Nintendo is currently working to further expand its digital business, says top banana Satoru Iwata.
Nintendo have long been the laughing stock of the gaming world when it comes to utilizing the internet. The Wii's online capabilities were easily the poorest of the big 3, and its digital distribution network has been woefully inadequate. This is something the company hopes to turn around, says President Satoru Iwata. "[Expanding our digital business] is crucial for expanding profitable opportunities," Iwata told Japanese video streaming service Nico Nico Video.
Before the end of this year, Iwata promises that Nintendo will be adding a new system that allows players to manage their Nintendo Network accounts through smartphones and PCs. Users will be able to purchase games via this method, much in the same way the Steam mobile app currently functions.

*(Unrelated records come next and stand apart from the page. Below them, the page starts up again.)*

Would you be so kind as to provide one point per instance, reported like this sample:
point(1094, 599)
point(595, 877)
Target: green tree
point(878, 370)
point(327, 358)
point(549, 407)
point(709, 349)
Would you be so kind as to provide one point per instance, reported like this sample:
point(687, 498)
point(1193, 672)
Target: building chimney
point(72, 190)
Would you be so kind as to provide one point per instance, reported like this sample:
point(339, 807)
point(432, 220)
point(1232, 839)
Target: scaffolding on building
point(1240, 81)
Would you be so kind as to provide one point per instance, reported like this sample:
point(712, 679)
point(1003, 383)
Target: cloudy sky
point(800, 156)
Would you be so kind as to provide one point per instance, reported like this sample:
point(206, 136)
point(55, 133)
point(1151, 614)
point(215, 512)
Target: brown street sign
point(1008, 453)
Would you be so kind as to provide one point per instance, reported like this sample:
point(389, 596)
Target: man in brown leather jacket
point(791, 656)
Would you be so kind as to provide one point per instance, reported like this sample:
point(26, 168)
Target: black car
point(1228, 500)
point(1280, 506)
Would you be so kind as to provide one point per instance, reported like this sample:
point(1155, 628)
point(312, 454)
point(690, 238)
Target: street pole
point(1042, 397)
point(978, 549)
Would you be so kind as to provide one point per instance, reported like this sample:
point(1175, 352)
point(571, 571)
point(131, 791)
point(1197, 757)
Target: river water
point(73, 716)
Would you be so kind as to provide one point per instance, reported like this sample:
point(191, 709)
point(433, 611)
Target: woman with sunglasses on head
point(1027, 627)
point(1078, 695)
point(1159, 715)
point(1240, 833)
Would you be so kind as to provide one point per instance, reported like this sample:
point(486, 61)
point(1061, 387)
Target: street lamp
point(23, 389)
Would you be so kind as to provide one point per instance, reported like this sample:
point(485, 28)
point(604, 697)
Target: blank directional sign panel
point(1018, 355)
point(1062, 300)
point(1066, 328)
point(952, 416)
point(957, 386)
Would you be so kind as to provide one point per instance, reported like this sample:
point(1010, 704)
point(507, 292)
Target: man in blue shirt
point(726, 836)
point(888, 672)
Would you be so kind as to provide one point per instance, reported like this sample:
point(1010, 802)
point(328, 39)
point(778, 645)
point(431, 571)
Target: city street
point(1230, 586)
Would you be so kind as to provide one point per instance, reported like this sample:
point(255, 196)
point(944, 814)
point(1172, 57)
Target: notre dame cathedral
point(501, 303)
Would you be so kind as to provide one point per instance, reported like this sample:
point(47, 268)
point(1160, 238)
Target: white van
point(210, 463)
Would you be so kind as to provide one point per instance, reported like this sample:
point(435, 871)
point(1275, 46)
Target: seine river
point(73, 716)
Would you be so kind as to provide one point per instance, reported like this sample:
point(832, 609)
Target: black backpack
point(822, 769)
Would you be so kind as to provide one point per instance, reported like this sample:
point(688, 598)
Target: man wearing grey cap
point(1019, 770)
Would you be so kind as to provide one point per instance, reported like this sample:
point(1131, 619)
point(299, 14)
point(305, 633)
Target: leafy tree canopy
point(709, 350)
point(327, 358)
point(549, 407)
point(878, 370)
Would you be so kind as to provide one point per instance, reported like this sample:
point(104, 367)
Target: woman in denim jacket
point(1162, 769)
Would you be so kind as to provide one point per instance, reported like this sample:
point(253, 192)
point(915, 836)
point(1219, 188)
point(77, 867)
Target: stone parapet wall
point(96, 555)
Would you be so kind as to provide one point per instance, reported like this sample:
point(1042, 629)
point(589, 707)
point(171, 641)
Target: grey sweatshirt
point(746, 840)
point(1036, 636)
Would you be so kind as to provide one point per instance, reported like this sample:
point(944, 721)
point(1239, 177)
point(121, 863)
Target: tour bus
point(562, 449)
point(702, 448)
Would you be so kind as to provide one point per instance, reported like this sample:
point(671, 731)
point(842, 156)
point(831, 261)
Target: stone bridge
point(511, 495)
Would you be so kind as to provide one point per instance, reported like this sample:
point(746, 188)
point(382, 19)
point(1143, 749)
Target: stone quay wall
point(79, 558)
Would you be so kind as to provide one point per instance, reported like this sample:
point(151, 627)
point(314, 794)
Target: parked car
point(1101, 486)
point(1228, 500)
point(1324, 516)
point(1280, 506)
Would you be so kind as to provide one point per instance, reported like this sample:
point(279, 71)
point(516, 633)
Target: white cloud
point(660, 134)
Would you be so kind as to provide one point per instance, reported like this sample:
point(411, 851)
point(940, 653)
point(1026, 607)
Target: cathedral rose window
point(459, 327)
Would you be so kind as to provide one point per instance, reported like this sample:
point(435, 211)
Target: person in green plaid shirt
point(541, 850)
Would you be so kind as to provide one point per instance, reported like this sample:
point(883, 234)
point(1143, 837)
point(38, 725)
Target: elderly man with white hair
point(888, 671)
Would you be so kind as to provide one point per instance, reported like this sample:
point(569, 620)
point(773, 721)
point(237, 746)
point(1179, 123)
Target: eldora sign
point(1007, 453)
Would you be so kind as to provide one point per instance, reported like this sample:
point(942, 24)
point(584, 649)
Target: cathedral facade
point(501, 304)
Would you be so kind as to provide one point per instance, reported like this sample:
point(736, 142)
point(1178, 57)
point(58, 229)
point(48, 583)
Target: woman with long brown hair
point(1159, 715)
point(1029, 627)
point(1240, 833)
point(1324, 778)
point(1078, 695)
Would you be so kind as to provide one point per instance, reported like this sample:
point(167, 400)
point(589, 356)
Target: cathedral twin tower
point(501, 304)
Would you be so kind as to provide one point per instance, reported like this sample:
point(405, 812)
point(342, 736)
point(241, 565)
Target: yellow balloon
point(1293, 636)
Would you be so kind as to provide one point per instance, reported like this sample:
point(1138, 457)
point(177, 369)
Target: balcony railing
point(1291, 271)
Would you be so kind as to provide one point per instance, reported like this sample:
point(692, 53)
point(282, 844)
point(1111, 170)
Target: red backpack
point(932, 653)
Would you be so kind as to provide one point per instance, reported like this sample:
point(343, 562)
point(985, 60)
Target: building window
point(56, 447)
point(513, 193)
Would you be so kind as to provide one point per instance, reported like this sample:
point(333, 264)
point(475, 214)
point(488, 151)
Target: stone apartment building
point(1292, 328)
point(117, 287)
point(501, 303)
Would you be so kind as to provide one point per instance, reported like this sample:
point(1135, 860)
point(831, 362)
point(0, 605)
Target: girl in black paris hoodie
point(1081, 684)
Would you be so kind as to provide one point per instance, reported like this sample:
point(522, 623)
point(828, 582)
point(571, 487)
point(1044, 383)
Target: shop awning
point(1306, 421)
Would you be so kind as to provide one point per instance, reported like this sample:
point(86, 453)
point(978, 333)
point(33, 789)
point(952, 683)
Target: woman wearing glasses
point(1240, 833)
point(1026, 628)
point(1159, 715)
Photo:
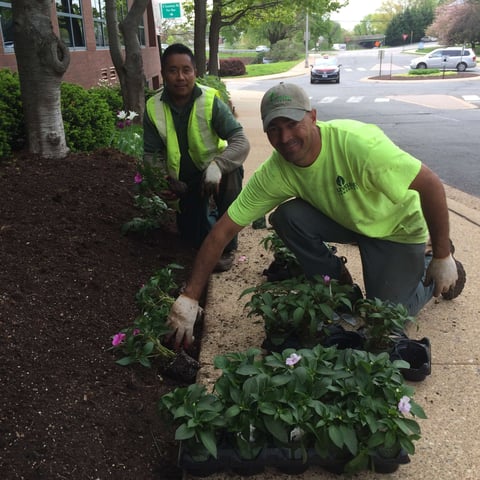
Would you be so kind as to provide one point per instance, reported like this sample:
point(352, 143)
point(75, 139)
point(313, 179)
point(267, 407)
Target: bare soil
point(67, 283)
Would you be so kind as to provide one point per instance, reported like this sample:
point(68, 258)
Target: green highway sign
point(170, 10)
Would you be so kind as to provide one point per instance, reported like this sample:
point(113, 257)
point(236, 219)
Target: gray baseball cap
point(284, 100)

A common complaint users have about Nintendo accounts is the fact that they are coupled to a single system, meaning if that system is broken or stolen, you effectively loose all your downloaded titles. Iwata did not comment on whether this move was the first step in possibly decoupling Nintendo Network accounts with one specific piece of hardware.
Iwata reiterates that Nintendo plans on strengthening download sales of the company's software. He revealed that over a quarter of the sales for life simulator Animal Crossing: New Leaf were from digital downloads, a clear indicator that the way people buy videogames is changing.
Nintendo also provided some more information on its connectivity rates. Currently, the Wii U's Internet connectivity rate stands at 80%, while for the Nintendo 3DS, Japan has an 87% connectivity rate, and the US sits at 83%.